Wood Mackenzie unveils new forecast figures for renewables in the Asia-Pacific region.
The Asia-Pacific region is set to install 55 percent of all the world’s new PV in the next five years, new figures show.
The data, from Wood Mackenzie Power & Renewables, shows demand across the region holding steady over the next half decade, even though this year will see a dip in PV installation rates for the first time ever.
Cumulative capacity in Asia-Pacific, which includes Australia in WoodMac’s analytical framework, will increase by 60 percent, from 222 gigawatts in 2017 to 578 gigawatts in 2023. China, India and Japan will together account for 78 percent of this capacity increase.
The countries will install 279 gigawatts of solar PV between 2018 and 2023. However, in the short term, these countries are seeing cuts in growth rate as a result of subsidy phaseouts.
As in Europe, markets across the APAC region are transitioning from feed-in tariffs to alternatives including competitive auctions, green certificate schemes and net metering plans. Moving from subsidies to auctions has helped to significantly cut costs for solar in the region.
In Thailand, for example, costs went down by 40 percent between 2016 and 2017, simply because of a move from feed-in tariffs to auctions. The phaseout in feed-in tariffs is, however, leading to diminished demand in several key markets, including China.
Demand in China is set to fall by 30 percent this year. Australia, the region’s second-largest solar market, is also expected to see diminishing demand from this year as a result of policy uncertainty.
Nevertheless, the market is expected to add 13.6 gigawatts of solar capacity through to 2023. The APAC dip will cause global solar demand to decline for the first time ever this year, dropping from 97.3 gigawatts in 2017 to 90.7 gigawatts in 2018, Wood Mackenzie estimates.
Demand, led by China, is set to pick up again from next year, although WoodMac foresees China’s dominance of the Asia-Pacific PV market diminishing over time as other countries ramp up installations.
Across the region, solar should be able to reach around 5 percent of total power demand by 2035.
“Solar capacity coming online is high, but because of its low capacity factors, the displacement in terms of generation is low,” said Wood Mackenzie solar analyst Rishab Shrestha on a press call this week.
The levelized cost of energy (LCOE) of PV in the region is set to drop by a further 25 percent, on the back of a similar drop in capital costs, said Shrestha.
New installations across the region are expected to be evenly split between small-scale systems, of less than 5 megawatts, and larger plants. Around 15 percent of all installations are set to be under 20 kilowatts.
“There are a lot of rooftop auctions, particularly in India,” said Shrestha. “Those are driving demand.”

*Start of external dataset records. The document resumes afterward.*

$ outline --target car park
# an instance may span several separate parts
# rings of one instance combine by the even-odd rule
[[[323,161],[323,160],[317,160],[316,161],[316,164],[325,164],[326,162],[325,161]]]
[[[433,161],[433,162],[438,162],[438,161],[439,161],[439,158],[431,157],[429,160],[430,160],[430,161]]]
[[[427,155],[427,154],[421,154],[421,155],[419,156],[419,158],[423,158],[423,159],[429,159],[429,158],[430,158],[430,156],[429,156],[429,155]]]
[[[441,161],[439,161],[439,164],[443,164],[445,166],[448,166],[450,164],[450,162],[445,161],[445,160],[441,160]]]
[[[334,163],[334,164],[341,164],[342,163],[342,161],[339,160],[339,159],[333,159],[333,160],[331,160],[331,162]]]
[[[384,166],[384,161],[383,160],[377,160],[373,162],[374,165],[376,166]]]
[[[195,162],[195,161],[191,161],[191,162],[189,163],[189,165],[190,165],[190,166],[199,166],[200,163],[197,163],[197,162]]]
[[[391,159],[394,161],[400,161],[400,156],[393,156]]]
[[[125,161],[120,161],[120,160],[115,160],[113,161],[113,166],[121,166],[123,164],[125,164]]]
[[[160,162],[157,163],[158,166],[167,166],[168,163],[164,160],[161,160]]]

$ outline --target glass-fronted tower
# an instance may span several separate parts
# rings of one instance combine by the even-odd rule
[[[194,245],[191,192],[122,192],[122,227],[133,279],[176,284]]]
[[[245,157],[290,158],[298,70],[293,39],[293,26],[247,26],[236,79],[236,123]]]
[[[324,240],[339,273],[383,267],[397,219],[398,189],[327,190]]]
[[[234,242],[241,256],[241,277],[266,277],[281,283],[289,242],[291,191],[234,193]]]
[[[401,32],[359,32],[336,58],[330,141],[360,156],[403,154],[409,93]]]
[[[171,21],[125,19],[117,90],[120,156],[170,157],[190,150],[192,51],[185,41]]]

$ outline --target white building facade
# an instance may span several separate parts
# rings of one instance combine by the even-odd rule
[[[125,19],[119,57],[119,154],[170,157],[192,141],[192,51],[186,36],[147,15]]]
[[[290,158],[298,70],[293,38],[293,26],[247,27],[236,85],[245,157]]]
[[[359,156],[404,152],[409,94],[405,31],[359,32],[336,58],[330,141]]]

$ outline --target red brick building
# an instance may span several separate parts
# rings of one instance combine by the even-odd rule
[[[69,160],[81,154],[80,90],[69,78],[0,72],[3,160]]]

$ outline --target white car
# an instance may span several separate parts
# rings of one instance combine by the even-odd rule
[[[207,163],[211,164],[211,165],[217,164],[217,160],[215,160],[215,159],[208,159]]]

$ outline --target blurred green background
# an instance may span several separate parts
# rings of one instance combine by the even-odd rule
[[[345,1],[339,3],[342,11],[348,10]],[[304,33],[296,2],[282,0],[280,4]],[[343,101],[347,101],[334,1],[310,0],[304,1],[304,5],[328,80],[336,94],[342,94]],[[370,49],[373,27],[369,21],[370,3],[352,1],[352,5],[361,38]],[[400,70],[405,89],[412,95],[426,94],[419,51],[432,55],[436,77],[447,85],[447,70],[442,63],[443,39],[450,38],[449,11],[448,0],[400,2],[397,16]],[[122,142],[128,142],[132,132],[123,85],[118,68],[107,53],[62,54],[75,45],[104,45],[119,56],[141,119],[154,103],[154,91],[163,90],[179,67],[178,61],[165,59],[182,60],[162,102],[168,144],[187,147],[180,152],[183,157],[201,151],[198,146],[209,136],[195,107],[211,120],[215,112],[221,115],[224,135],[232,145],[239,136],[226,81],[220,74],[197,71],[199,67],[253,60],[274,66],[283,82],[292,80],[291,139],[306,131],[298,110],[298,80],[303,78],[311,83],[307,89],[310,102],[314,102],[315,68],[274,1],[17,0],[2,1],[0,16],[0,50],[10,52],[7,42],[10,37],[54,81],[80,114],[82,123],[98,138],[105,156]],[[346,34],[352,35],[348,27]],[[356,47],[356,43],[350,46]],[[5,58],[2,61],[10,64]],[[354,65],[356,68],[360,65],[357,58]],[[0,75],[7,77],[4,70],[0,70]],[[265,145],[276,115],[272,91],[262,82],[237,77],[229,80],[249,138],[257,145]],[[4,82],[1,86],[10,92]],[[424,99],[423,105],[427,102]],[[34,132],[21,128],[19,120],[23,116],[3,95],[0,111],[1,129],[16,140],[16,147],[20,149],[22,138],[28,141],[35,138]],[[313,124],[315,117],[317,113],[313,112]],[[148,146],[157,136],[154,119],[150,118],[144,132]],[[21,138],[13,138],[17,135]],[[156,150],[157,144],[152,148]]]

Alongside solar, Asia-Pacific is expected to see a twentyfold boom in offshore wind, putting the region on course to come close to Europe in terms of overall installed capacity, Wood Mackenzie’s figures show.
Growth in the region will be fueled by a roaring market in China, along with increasing growth in Taiwan, Japan, South Korea and India, which has the largest offshore wind installation target in Asia despite not having a single commercial project in the water today.
Planned APAC offshore wind installations will be almost exclusively in nearshore locations, with adoption driven by rapidly falling costs.
The LCOE for offshore wind is expected to fall by 44 percent between 2018 and 2023, said Wood Mackenzie senior analyst Robert Liew. Already the region was seeing bids that were cheaper than those in Europe, he said.
APAC is suited to offshore wind, he said, because of its long coastlines and economies that already have experience in maritime construction. Foreign developers are interested in the region but the markets in Asia-Pacific remain highly sensitive to pricing.
The development of some markets is still very much in the air. In Australia, for example, Liew said developers still have to make the case that they can compete with onshore wind.
Plus, the size of the projects under consideration in Australia means they will have to get approval from the federal government, which is not exactly known for its staunch support of renewables.